And now for the not-so-great-news, this sent in by a reader:
“Seen this? I Think it might shake things up further.
From the Chicago Tribune website:
Because of underwriting changes by giant investors Fannie Mae and Freddie Mac, plus new restrictions by private-mortgage insurers, getting a loan on a condo or refinancing one you own could prove tougher than you imagined.
For example, starting May 1, AIG United Guaranty, a private-mortgage insurer, no longer will write coverage on condos in hundreds of ZIP Codes that it designates as “declining” markets. Applicants’ credit scores, assets or equity stakes don’t matter. Even in the healthiest real estate markets, United Guaranty will require buyers to put at least a 10 percent down and will reject applications in buildings where more than 30 percent of the owners are investors.
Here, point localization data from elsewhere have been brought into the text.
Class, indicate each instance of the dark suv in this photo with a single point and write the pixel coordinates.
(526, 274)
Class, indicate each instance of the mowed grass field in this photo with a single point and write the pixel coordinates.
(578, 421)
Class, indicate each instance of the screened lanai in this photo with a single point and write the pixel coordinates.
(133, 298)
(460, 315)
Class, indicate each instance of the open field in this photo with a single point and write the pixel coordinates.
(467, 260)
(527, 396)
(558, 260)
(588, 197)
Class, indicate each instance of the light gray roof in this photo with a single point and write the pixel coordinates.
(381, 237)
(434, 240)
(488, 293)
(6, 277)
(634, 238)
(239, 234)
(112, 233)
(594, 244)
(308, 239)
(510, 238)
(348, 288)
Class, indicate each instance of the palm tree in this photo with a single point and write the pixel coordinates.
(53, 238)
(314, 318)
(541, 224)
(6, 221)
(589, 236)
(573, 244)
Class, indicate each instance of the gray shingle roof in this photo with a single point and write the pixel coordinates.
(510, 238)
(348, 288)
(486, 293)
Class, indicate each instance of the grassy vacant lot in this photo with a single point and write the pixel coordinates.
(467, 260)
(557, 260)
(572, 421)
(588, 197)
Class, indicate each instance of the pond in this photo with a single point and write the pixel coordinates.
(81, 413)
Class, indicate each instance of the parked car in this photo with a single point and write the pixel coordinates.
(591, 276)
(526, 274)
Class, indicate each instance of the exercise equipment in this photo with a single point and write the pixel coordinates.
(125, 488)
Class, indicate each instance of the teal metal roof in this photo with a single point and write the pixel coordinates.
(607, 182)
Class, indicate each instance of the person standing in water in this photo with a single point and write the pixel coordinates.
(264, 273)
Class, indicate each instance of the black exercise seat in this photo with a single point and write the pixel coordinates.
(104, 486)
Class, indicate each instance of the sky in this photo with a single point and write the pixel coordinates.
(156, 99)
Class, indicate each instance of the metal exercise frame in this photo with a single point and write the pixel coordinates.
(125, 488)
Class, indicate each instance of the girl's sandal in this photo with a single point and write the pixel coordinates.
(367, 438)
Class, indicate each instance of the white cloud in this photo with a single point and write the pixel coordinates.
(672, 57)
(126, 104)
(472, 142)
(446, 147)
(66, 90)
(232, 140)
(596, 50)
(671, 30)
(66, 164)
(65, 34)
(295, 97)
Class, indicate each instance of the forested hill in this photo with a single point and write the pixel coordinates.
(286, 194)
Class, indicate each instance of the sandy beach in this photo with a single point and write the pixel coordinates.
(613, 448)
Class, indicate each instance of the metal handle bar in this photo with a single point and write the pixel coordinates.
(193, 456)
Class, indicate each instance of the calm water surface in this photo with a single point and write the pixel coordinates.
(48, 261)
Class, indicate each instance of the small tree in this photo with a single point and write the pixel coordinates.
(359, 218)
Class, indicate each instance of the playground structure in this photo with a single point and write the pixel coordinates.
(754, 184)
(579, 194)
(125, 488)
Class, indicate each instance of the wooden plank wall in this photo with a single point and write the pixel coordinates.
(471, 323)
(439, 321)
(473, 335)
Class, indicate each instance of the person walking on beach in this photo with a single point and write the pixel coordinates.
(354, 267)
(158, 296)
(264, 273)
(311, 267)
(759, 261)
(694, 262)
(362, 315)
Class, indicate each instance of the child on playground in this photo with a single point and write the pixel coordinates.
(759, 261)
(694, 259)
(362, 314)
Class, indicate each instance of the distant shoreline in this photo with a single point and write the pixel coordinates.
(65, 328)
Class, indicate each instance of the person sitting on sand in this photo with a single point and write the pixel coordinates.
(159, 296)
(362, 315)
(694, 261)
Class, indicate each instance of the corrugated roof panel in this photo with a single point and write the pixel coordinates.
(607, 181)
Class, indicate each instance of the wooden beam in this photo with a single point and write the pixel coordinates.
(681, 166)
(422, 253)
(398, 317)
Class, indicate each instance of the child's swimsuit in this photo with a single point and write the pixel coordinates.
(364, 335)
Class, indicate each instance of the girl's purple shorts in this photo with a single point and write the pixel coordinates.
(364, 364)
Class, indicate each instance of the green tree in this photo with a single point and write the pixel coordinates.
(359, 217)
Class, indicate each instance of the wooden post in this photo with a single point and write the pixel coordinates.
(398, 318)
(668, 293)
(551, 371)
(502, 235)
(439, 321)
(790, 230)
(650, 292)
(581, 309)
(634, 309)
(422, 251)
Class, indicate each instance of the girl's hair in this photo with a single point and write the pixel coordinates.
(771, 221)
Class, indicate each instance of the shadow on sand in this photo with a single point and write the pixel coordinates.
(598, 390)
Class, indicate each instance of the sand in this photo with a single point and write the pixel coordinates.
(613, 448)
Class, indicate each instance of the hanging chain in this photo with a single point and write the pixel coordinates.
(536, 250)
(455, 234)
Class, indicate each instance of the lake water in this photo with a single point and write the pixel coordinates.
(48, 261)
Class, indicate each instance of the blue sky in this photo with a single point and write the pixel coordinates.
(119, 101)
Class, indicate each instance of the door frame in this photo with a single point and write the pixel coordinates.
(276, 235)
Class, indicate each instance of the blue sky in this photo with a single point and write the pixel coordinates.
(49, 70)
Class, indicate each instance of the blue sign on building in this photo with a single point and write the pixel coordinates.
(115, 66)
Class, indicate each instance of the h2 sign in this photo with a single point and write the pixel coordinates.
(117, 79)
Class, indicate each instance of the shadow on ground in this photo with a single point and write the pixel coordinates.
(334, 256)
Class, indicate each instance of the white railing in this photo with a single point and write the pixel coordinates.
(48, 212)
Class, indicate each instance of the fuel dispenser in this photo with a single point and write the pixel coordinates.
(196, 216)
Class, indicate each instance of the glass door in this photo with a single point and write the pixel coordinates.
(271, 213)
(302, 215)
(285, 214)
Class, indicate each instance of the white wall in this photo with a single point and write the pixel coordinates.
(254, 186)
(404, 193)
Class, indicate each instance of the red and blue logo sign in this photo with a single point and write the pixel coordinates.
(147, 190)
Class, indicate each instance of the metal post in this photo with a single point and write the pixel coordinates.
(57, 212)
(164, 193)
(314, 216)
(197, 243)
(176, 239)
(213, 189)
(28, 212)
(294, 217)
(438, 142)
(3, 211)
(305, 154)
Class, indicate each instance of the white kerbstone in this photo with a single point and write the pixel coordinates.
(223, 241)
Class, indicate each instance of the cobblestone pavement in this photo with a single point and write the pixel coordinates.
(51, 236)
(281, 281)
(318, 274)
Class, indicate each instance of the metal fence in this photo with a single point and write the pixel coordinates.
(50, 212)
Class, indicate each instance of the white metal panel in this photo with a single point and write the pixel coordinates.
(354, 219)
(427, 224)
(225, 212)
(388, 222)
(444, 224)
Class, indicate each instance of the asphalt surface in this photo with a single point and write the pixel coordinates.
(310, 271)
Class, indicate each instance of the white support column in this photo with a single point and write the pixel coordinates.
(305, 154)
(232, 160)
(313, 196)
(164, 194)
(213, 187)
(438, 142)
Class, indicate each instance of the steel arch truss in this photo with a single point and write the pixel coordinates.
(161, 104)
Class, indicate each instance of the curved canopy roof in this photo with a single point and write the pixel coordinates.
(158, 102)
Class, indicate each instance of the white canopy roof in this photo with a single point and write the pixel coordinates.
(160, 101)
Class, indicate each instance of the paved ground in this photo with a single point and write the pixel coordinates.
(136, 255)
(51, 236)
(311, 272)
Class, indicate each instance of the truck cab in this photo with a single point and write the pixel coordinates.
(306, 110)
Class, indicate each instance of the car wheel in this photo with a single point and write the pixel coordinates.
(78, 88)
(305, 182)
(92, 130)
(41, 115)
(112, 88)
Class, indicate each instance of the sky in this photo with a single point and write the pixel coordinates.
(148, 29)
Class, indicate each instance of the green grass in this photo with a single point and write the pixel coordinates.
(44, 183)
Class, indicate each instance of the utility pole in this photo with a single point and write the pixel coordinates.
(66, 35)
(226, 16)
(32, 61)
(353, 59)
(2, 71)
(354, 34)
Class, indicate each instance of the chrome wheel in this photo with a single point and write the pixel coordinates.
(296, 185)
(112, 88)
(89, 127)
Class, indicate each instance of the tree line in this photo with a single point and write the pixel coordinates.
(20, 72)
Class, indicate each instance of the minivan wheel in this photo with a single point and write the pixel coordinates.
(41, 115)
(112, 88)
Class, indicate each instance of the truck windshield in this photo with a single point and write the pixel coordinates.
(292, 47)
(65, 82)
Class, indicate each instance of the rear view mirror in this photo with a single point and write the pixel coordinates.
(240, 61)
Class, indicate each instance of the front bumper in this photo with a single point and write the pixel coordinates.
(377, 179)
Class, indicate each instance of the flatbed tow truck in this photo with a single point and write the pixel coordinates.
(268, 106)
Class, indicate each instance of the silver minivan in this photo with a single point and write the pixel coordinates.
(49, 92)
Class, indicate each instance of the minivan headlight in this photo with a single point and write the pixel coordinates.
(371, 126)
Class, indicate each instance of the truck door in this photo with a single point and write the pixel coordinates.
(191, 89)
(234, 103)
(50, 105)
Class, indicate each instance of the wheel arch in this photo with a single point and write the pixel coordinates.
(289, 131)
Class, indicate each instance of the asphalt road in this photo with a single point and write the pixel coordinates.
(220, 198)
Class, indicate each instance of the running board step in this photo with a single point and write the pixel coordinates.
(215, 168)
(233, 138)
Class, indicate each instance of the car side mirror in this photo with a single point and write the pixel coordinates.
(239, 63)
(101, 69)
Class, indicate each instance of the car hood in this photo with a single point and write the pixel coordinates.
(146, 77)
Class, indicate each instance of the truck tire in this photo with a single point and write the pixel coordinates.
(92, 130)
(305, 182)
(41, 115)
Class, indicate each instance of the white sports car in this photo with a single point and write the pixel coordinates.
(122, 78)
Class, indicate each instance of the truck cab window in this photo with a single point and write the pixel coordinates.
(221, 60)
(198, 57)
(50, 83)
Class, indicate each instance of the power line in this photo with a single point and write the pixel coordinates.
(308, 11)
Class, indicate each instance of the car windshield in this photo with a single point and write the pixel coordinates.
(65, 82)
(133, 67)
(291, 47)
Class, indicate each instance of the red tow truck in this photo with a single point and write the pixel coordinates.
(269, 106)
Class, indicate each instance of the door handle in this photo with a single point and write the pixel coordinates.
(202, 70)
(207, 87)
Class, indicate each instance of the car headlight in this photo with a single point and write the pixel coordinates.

“Even if you had an 800 FICO score and50 percent equity,” said Lipes, “you still might not be able to get a condo loan.” It depends on whether the underlying project can pass the underwriting tests, whether it is in a declining market and whether there is a lender “concentration” limit on it. Some large private mortgage lenders refuse to finance more than a set percentage of units in a single condo project to limit their exposure to possible losses.”
But hey, on a macro level the CR thinks Roubini might be too pessimistic.
The Charlottesville area has its fair share of condos and condo conversions. The impact from the above may be far-reaching locally, especially in the context of the fact that there are fewer HUD-approved condo developments in the area. Without HUD approval, lending options are more limited; limited lending options may mean fewer approved buyers.
The market is starting to pick up; condos are yet to show their respective hands.
All real estate is local, but the money for the loans comes from all over.